Why the work is needed
General anaesthetics (GA) are both costly and risky to child health but in the absence of high quality, readily available low-cost resources to support children so that they can tolerate an MRI, GAs are routinely used in order to avoid failure of the procedure or low quality images.
Without preparation children are often unable to cooperate fully during MRI, when they need to keep still for prolonged periods within a confined space and be exposed to loud noises. Many children therefore receive a GA. In Sheffield Children’s Hospital, 53% of MRIs are carried out under GA: rates may be even higher in adult units, where the majority of children are imaged.
How the product is innovative
Innovation will be achieved by producing the first digital MRI preparation that:
1. Uses cutting-edge gaming technology to create a mixed reality experience that foregrounds design expertise in digital play. It will create a play-centred digital experience that crosses multiple platforms: physical play, augmented and virtual reality, thus linking to research that has shown that play is the best way for children to make sense of the world and their experiences.
2. Creates the best fit experience for each digital platform. This responds to Dubit’s Global trends data that shows children are connoisseurs of narrative experience across different digital platforms and choose to engage (or not) based on the quality of the experience in the specific platform it is created for.
3. Offers a resource for use at all stages of the patient experience, as well as in home and clinical settings.
4. Is designed to be a shared experience between the child and their caregiver, thus responding to clinical findings that children are less anxious if their parents are.
The proposal is also innovative in the constitution of the project team. To date current market products have been largely medically defined.

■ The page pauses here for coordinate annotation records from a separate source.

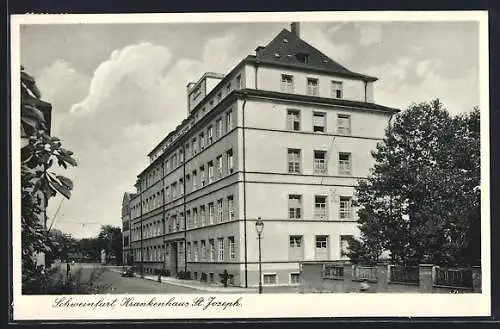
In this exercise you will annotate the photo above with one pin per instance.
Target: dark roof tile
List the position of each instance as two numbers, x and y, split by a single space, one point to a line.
285 47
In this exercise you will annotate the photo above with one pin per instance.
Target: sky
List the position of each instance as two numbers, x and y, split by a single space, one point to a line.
118 89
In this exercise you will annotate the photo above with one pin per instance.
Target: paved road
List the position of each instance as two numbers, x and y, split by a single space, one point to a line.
116 284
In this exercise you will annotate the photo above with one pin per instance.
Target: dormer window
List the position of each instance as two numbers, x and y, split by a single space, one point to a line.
302 57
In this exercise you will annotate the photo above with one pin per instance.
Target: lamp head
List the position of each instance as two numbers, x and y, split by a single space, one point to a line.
259 225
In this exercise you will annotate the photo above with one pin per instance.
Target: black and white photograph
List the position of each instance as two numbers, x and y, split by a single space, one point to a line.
208 165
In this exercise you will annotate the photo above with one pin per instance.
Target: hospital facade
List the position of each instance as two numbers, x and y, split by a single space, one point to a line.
284 136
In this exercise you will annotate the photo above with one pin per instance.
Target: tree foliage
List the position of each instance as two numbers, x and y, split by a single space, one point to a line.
109 239
421 201
38 183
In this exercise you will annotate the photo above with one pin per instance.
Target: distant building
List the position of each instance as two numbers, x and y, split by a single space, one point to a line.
284 136
127 256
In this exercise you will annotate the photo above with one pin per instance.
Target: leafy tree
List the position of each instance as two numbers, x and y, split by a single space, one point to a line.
421 201
39 151
61 244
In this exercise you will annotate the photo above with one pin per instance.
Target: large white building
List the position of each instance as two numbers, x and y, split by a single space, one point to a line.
284 136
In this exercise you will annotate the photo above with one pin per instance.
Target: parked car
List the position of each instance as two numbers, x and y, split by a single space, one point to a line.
128 272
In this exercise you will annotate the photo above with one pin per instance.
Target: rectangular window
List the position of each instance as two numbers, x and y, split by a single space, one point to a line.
188 181
194 146
321 241
295 241
229 157
188 219
238 81
189 251
269 279
294 278
344 124
212 250
218 161
188 151
194 180
287 83
203 215
294 161
230 207
293 120
173 190
337 89
345 167
218 132
203 253
202 176
320 163
232 252
210 172
196 251
229 120
312 87
321 251
210 213
202 141
181 186
210 135
295 206
220 210
180 250
319 122
195 218
344 244
320 210
220 255
345 208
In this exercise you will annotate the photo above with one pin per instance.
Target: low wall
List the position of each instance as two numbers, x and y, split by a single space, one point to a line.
337 277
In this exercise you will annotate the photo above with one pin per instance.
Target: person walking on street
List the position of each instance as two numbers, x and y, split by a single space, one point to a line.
225 277
68 270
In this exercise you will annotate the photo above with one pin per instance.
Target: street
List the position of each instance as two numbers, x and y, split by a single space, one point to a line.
114 283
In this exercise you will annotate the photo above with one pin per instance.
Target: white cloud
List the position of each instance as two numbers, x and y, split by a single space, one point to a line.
371 33
394 88
320 39
135 98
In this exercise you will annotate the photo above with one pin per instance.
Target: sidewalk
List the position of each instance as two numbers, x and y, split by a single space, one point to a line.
193 284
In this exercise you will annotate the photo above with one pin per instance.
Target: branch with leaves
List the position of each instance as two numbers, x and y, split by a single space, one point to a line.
38 182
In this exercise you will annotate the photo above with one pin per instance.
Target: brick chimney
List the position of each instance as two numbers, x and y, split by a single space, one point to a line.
296 29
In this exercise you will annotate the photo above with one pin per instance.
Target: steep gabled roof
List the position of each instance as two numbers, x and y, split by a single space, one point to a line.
127 196
285 47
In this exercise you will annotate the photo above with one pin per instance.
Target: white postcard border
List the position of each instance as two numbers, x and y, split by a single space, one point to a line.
252 305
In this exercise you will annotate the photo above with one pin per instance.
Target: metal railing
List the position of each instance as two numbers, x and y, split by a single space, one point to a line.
334 272
404 274
453 277
345 167
320 166
364 273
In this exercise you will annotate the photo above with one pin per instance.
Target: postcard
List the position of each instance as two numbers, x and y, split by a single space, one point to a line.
250 165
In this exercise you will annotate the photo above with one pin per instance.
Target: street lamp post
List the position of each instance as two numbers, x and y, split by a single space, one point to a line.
259 226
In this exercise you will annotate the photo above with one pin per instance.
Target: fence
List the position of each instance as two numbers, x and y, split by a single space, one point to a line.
404 274
333 271
362 273
453 277
338 276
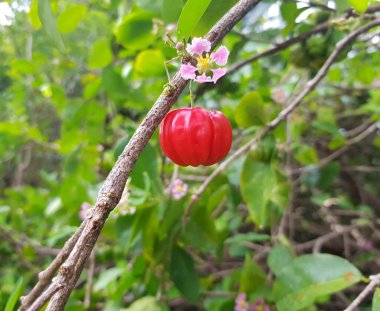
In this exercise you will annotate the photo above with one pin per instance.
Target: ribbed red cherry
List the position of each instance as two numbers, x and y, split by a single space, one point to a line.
195 136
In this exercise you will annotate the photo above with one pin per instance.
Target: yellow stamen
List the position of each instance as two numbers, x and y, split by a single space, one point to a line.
204 63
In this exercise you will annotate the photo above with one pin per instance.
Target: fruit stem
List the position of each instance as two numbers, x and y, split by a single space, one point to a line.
191 95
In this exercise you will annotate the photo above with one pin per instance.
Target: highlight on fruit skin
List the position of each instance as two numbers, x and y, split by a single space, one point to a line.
195 136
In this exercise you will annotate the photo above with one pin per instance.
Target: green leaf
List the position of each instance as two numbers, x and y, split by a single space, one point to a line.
183 274
252 276
250 110
147 303
135 31
171 10
71 17
310 277
100 54
279 257
190 16
106 277
150 63
33 15
257 182
146 164
306 154
376 300
49 23
16 294
359 5
215 10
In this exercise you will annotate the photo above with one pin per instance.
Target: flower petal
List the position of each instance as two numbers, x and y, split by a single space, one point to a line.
203 78
188 71
218 73
198 46
220 56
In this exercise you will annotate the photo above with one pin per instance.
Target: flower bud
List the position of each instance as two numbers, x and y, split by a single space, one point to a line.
179 46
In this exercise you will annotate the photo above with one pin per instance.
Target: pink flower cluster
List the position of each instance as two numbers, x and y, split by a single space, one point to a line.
241 304
205 70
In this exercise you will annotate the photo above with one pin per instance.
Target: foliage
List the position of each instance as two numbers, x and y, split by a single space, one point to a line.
77 79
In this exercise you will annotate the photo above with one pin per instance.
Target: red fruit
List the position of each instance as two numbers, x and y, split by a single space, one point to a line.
195 136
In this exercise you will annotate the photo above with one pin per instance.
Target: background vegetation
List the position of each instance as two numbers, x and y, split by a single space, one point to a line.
293 222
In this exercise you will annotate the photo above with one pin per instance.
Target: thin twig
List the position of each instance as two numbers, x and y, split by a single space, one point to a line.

Switching the collaboration so that the lead business is an expert in gaming, which specialises in digital experiences for children, will enable us to create a product that has play experience at its heart, while also integrating essential clinical information. In this way the product will maximise opportunities to engage children in vital preparation needed to undergo an MRI without a GA.
Play & Health
The digital play kit will contain different types of play:
Physical: This takes on the form of building and making with craft materials. In a recent study looking at children’s engagement with VR in Makerspaces (MakEY) the team has found how the opportunity to create with physical materials is now more exotic than digital play for younger children and therefore can engage children in new ways. Crossover between digital play and physical making is also evident in new forms of digital play such as the Nintendo Switch Labo.
Augmented Reality: Inclusion of AR builds on insights gained from the ‘Tech and Play’ report (TAP) that illustrated the ways in which children like to combine physical toys and environments with digital worlds or enhancements.
Virtual Reality: This builds on insights gained from Dubit’s ‘Children and Virtual Reality’ study (CVR) that has shown how the embodying nature of the medium can allow children to explore digital content in new ways.
The product will therefore take advantage of the fact that play has been documented as an effective way to promote health and wellbeing by allowing children to make sense of their experiences, express fear, normalise unusual events and thus reduce anxieties.